Parquet - Columnar format for analytics (compression, encoding, metadata)
Arrow IPC/Feather - Arrow's native format (fastest, zero-copy)
CSV - Text format
JSON - Text format
ORC - Another columnar format

PyArrow provides a unified FileSystem API (pyarrow.fs) that allows you to interact with local storage, S3, and GCS using the same methods.

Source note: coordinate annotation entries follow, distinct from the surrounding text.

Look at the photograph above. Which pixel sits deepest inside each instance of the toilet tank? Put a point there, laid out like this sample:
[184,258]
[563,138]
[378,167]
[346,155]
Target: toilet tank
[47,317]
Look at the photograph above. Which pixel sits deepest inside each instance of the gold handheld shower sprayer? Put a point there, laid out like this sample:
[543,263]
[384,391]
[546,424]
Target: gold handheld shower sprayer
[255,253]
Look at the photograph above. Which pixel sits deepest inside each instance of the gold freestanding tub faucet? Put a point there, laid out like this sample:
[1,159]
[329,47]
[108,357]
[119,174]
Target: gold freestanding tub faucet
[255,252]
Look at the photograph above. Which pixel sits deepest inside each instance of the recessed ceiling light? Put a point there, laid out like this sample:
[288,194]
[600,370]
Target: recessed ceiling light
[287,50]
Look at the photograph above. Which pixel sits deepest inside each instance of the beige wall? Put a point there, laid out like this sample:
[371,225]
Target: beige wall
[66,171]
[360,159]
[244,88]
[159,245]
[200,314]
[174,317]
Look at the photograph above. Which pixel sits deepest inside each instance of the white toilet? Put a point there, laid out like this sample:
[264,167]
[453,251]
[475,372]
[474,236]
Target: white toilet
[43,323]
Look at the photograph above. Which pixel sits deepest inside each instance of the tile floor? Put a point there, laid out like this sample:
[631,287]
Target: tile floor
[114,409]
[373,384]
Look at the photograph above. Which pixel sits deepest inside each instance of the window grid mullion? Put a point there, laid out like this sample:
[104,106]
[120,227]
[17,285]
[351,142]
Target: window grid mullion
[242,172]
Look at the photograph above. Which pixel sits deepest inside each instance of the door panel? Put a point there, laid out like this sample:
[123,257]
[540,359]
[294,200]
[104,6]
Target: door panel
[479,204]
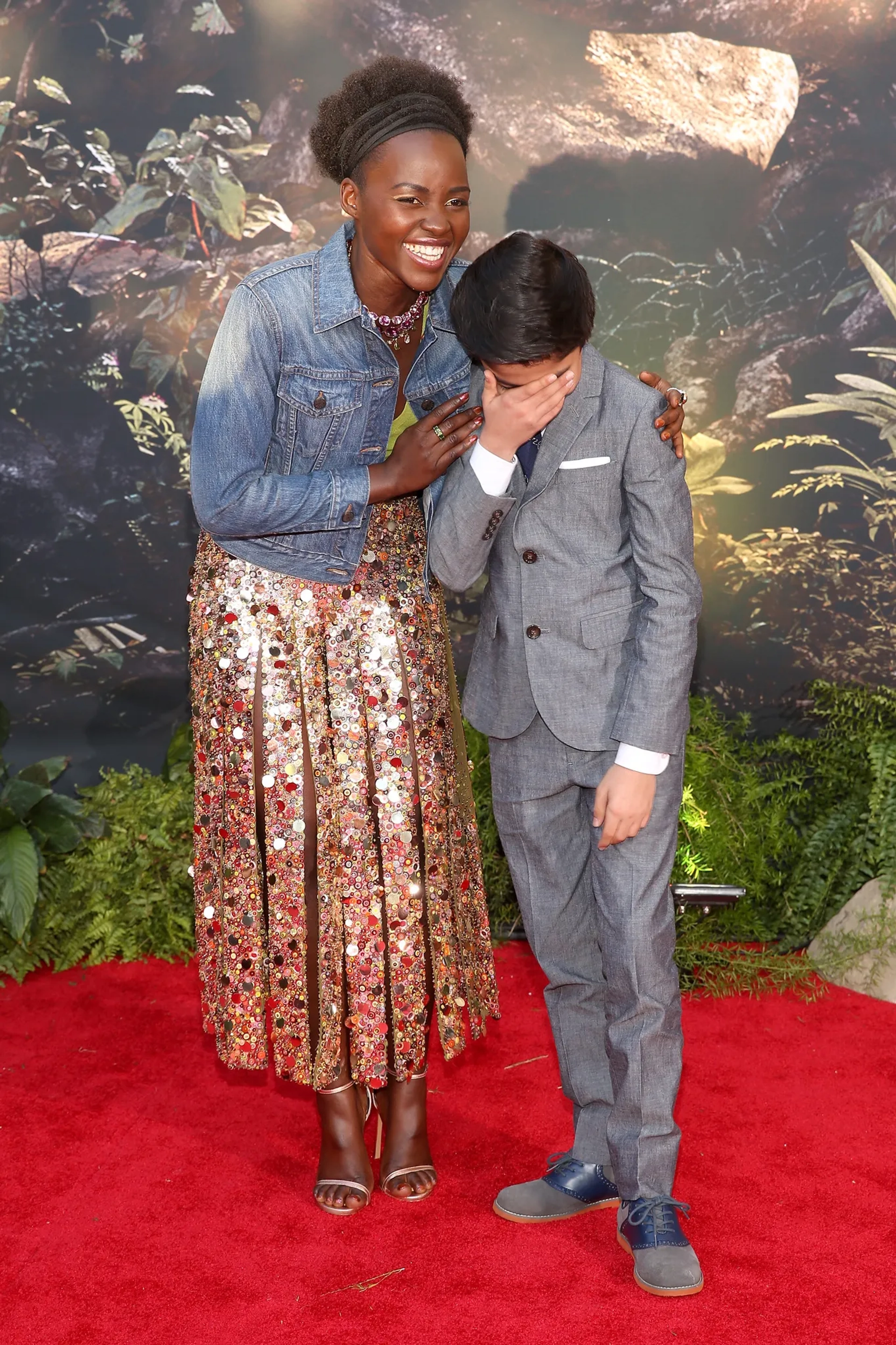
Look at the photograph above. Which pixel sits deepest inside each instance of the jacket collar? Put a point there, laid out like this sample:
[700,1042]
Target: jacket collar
[336,300]
[568,425]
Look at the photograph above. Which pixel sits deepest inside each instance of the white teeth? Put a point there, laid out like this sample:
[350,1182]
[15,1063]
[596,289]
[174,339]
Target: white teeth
[434,254]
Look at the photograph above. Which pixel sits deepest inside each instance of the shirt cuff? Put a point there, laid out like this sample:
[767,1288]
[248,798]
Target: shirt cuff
[493,472]
[639,759]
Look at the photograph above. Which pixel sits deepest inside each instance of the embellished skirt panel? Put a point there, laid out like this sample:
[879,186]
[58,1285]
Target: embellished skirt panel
[368,668]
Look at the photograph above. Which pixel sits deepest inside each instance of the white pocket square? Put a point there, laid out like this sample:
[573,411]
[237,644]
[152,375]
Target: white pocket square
[584,462]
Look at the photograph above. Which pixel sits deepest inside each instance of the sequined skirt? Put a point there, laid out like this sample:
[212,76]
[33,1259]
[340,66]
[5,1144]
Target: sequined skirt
[369,665]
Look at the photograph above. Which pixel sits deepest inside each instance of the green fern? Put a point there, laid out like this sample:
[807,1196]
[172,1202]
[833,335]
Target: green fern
[124,895]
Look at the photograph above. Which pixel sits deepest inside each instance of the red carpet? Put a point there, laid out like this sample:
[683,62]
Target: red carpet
[151,1197]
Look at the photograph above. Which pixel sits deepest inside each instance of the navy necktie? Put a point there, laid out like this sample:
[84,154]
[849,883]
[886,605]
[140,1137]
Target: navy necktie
[528,452]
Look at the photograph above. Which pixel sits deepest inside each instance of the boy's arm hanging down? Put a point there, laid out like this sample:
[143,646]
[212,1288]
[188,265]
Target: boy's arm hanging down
[653,712]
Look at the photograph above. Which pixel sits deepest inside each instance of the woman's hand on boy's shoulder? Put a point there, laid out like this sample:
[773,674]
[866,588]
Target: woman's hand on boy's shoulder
[672,422]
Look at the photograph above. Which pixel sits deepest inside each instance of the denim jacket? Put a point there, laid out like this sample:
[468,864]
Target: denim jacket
[296,402]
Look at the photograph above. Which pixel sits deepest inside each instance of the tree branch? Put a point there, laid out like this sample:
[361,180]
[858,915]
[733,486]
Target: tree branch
[31,53]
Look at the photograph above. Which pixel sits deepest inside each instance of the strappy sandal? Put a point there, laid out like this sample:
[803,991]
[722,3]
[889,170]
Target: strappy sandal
[401,1172]
[343,1181]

This abstraction is incredibly powerful because it means your data-loading code doesn't have to change if you move your data from a local folder to a cloud bucket.

1. Local Filesystem

The LocalFileSystem is the simplest implementation. It interacts with your machine's native storage.

from pyarrow import fs

# Initialize
local = fs.LocalFileSystem()

# List files in a directory
file_selector = fs.FileSelector("data/raw_taxis", recursive=True)
files = local.get_file_info(file_selector)

for file in files:
    print(f"Path: {file.path}, Size: {file.size} bytes")

# Write a simple buffer to a file
with local.open_output_stream("data/example.txt") as stream:
    stream.write(b"Hello from PyArrow LocalFS")

2. Amazon S3

To use S3, PyArrow uses the AWS C++ SDK under the hood. It can automatically pick up your credentials from ~/.aws/credentials or environment variables.

from pyarrow import fs

# Initialize (Uses default AWS credential chain)
s3 = fs.S3FileSystem(region="us-east-1")

# Alternatively, pass credentials explicitly
# s3 = fs.S3FileSystem(access_key="...", secret_key="...")

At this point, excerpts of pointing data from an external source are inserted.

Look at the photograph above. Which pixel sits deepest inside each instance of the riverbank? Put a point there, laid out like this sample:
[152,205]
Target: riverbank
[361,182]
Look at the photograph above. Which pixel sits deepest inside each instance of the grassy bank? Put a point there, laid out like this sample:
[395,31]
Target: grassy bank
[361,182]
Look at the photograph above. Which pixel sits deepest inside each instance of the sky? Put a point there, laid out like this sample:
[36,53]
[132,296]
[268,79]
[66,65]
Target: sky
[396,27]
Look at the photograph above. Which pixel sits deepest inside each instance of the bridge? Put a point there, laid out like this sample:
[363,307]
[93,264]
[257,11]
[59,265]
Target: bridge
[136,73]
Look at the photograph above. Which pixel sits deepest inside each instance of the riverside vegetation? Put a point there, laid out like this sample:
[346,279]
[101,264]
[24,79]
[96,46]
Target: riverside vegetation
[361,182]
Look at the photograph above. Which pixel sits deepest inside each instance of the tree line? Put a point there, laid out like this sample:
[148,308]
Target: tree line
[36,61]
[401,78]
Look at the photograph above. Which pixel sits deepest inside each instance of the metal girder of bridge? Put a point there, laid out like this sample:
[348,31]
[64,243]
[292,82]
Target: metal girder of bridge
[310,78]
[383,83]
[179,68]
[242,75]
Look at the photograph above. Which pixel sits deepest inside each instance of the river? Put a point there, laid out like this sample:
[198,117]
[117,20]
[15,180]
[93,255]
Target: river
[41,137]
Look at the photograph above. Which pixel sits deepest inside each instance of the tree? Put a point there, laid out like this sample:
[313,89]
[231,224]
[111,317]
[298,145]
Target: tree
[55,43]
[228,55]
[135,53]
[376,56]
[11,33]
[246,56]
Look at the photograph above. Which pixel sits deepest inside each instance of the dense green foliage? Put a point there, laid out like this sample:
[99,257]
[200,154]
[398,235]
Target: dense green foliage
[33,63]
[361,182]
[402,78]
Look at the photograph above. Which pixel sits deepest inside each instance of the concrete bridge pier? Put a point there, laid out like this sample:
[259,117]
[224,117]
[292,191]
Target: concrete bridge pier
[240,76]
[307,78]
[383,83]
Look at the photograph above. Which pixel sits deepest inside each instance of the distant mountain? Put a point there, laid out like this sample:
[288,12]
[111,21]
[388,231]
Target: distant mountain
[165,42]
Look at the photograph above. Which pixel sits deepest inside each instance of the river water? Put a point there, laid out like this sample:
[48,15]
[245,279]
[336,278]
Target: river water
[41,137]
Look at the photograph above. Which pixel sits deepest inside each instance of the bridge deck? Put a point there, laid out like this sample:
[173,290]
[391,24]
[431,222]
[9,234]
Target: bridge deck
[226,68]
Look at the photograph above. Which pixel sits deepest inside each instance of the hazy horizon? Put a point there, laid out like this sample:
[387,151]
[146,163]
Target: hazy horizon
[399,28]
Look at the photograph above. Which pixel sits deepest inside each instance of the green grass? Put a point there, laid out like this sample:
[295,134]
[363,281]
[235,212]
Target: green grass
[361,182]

# Read a specific file info
info = s3.get_file_info("my-bucket/data/yellow_tripdata_2024.parquet")
print(f"S3 File Type: {info.type}, Last Modified: {info.mtime}")

# Copy a file from S3 to Local
# fs.copy_files(s3, "my-bucket/remote.dat", local, "local_copy.dat")

3. Google Cloud Storage (GCS)

The GcsFileSystem works similarly and typically looks for the GOOGLE_APPLICATION_CREDENTIALS environment variable.

from pyarrow import fs

# Initialize
gcs = fs.GcsFileSystem()

# List contents of a GCS bucket
selector = fs.FileSelector("my-gcp-bucket/logs", recursive=False)
items = gcs.get_file_info(selector)

# Check if a file exists
info = gcs.get_file_info("my-gcp-bucket/config.json")
if info.type == fs.FileType.NotFound:
    print("File does not exist on GCS!")

4. The "Shortcut" (Automatic URI Resolution)

One of the best features of PyArrow is that you don't always have to manually create the filesystem object. You can let Arrow infer it from the URI.

import pyarrow.parquet as pq

# Arrow detects 's3://' and creates the S3FileSystem for you automatically
table = pq.read_table("s3://my-bucket/data.parquet")

# It works for GCS too
# table = pq.read_table("gs://my-bucket/data.parquet")

Comparison Table: Common Methods

Method

Purpose

get_file_info(path)

Returns metadata (size, type, mtime) for a path or list of paths.

create_dir(path)

Creates a directory (and parents if recursive=True).

delete_file(path)

Deletes a single file.

open_input_file(path)

Opens a file for random access (reading).

open_output_stream(path)

Opens a file for sequential writing.

move(src, dest)

Renames/moves a file within the same filesystem.

Pro-Tip: SubTreeFileSystem

If you find yourself constantly typing my-bucket/very/long/path/to/data/..., you can create a SubTreeFileSystem. This "locks" the filesystem object to a specific subdirectory so you can use shorter relative paths.

# Create a 'jail' or root for your operations
raw_data_fs = fs.SubTreeFileSystem("my-bucket/data/raw", s3)

# Now 'file.parquet' actually refers to 's3://my-bucket/data/raw/file.parquet'
with raw_data_fs.open_input_file("file.parquet") as f:
    pass

Reading Thousands of Files (The Dataset API)

Since you asked about filesystems, the most common "next step" is using these filesystems to read a massive directory of files as if they were one single table.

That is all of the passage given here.